26 Symmetric Matrices, Spectral Theorem, Rayleigh Quotient

Lecture from 13.12.2024 | Video: Videos ETHZ

Recap of Previous Results

Last few lectures, we established key results concerning eigenvalues, eigenvectors, and diagonalization:

Complete Set of Eigenvectors: We explored conditions under which a matrix possesses a complete set of eigenvectors that form a basis for the vector space.
- We proved that matrices with distinct eigenvalues always have a complete set.
- We also showed that diagonal matrices and projection matrices always have complete sets of eigenvectors.
- A crucial concept introduced was that for a matrix to have a complete set of eigenvectors, the geometric multiplicity of each eigenvalue (dimension of its eigenspace) must equal its algebraic multiplicity (number of times it appears as a root of the characteristic polynomial).
Diagonalization: If a matrix $A \in R^{n \times n}$ has a complete set of eigenvectors, it can be diagonalized as $A = V Λ V^{- 1}$ , where $V$ is the matrix whose columns are the eigenvectors, and $Λ$ is a diagonal matrix with the corresponding eigenvalues.
Similar Matrices: We defined similar matrices ( $B = S^{- 1} A S$ for some invertible $S$ ) and proved that similar matrices share the same eigenvalues.

Now, building upon these foundations, we delve into the specific and important case of symmetric matrices.
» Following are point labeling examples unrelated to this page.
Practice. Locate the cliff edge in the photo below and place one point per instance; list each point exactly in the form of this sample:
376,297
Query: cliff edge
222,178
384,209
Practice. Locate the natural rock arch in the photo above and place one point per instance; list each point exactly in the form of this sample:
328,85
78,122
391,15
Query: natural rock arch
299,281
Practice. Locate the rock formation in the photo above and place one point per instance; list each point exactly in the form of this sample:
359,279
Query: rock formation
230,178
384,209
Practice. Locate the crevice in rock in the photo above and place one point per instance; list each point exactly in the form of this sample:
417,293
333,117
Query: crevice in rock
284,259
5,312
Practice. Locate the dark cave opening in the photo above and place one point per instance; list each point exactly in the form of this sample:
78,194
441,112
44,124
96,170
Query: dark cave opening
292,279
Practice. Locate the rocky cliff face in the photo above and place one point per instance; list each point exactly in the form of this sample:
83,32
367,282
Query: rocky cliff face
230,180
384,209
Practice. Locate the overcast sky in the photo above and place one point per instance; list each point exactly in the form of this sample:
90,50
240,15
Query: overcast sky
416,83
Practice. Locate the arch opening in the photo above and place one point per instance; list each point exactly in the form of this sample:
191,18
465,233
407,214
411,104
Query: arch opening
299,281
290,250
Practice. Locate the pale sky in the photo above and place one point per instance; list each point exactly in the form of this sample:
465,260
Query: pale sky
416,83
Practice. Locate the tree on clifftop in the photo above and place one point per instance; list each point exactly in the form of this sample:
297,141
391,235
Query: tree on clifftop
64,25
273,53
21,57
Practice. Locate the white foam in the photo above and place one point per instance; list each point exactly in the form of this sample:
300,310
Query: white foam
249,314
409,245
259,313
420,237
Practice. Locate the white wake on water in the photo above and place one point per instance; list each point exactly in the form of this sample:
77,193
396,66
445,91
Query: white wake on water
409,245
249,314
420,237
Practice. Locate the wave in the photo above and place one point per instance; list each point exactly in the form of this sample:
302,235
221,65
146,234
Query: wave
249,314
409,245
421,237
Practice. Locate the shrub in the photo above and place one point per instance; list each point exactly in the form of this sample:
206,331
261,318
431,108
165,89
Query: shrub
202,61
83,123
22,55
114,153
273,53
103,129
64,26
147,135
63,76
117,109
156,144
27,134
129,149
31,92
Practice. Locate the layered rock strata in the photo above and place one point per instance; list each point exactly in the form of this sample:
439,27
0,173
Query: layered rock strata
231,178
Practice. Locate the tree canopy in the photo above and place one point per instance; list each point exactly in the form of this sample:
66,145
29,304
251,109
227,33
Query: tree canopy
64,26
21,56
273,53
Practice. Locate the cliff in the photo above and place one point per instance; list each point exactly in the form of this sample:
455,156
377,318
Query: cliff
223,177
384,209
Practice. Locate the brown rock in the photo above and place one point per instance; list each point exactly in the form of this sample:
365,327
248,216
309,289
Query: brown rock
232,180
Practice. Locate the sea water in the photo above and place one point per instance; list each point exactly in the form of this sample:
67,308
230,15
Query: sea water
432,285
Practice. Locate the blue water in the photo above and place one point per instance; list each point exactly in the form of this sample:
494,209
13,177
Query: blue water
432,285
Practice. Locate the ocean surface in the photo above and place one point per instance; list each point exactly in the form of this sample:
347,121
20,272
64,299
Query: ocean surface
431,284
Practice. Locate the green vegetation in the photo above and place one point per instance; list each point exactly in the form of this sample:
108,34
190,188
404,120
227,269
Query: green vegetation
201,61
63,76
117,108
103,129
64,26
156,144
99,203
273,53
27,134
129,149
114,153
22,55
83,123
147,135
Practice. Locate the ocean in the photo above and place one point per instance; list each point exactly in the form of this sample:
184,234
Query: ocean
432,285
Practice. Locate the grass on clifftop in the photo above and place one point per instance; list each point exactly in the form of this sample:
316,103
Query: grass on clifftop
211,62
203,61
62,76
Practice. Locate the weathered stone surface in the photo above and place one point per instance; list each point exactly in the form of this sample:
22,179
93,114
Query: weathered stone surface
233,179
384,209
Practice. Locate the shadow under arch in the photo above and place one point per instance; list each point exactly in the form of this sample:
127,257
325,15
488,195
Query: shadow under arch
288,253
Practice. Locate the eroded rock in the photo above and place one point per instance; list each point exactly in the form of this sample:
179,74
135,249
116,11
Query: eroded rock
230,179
We want to address the question: for which matrices $A \in R^{n \times n}$ do we have:

All eigenvalues $λ_{i}$ are real.
The geometric multiplicity of each eigenvalue $λ_{i}$ is equal to its algebraic multiplicity $m_{i}$ .

We’ve already seen that diagonal and projection matrices satisfy these conditions. While having distinct real eigenvalues guarantees real eigenvalues and equal algebraic and geometric multiplicities, this condition is not necessary. We are seeking a more general characterization. This leads us to the Singular Value Decomposition (SVD), a powerful factorization that applies to all matrices. However, before tackling the SVD, we’ll first analyze a crucial special case: symmetric matrices. Understanding the properties of symmetric matrices will provide essential building blocks for the SVD.

Symmetric Matrices: A Special Case

Definition: A matrix $A \in R^{n \times n}$ is symmetric if $A^{T} = A$ . That is, the entries of A are symmetric across the main diagonal: $a_{ij} = a_{ji} .$

Symmetric matrices possess remarkable properties that greatly simplify their eigenstructure and have profound implications in various applications.

Real Eigenvalues for Symmetric Matrices

Proposition: If $A$ is a real symmetric matrix ( $A \in R^{n \times n}$ and $A^{T} = A$ ), then all its eigenvalues are real.

2x2 Example:

Proof: Eigenvalues of Real Symmetric Matrices are Real

This is simpler than it seems! Here’s the key idea: we’ll use the properties of the conjugate transpose (denoted by $X^{*}$ ) to show that any eigenvalue must be equal to its own conjugate, which means it has to be real.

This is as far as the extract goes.